Da quel viaggio (sapete di cosa parlo se avete letto i link al blog di cambiandostrada) sono nate tante cose. Amicizie sempre più forti, alcune nuove e bellissime, decisioni importanti, momenti per crescere sempre di più e voglia di fare.

E adesso rimango spesso stupito guardandomi indietro. Quel piccolo desiderio che ho potuto realizzare sta portando dietro di sé una scia di tanti altri che nascono, crescono, maturano e si realizzano.

Una cosa l’ho imparata: lasciare i sogni nel cassetto è stupido. E’ bello invece lottare per realizzarli, sentirsi liberi di farlo.

Voi quale desiderio tenete ancora nascosto? E perché non lo lasciate libero?

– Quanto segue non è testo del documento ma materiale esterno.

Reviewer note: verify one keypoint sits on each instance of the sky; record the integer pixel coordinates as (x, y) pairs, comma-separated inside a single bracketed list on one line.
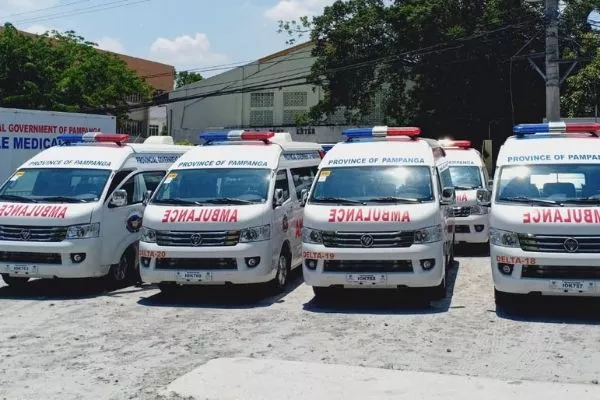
[(189, 34)]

Alla fine del viaggio ho scritto una mail ai miei amici, per ringraziarli di quello che avevamo fatto assieme. C’è un pezzo che poi Marta ed Ale hanno voluto mettere sul blog. In quelle poche righe c’è ognuno dei miei amici. Lo scrivo anche qui perché per me è importante.

Si devono potare i rami secchi perché la pianta cresca meglio. Si può colorare il proprio mondo o viverlo e capirlo attraverso la musica. Si può imparare a trovare la felicità senza nemmeno cercala o, letteralmente, costruirla. Si può vedere il mondo con gli occhi di un bambino, percorrerlo seguendo l’avventura e la natura, sognarlo come lo si vorrebbe, vederne la bellezza assoluta, ritrovare i propri sogni e lottare per essi. Si può vedere il lato dolce e giocoso del mondo.”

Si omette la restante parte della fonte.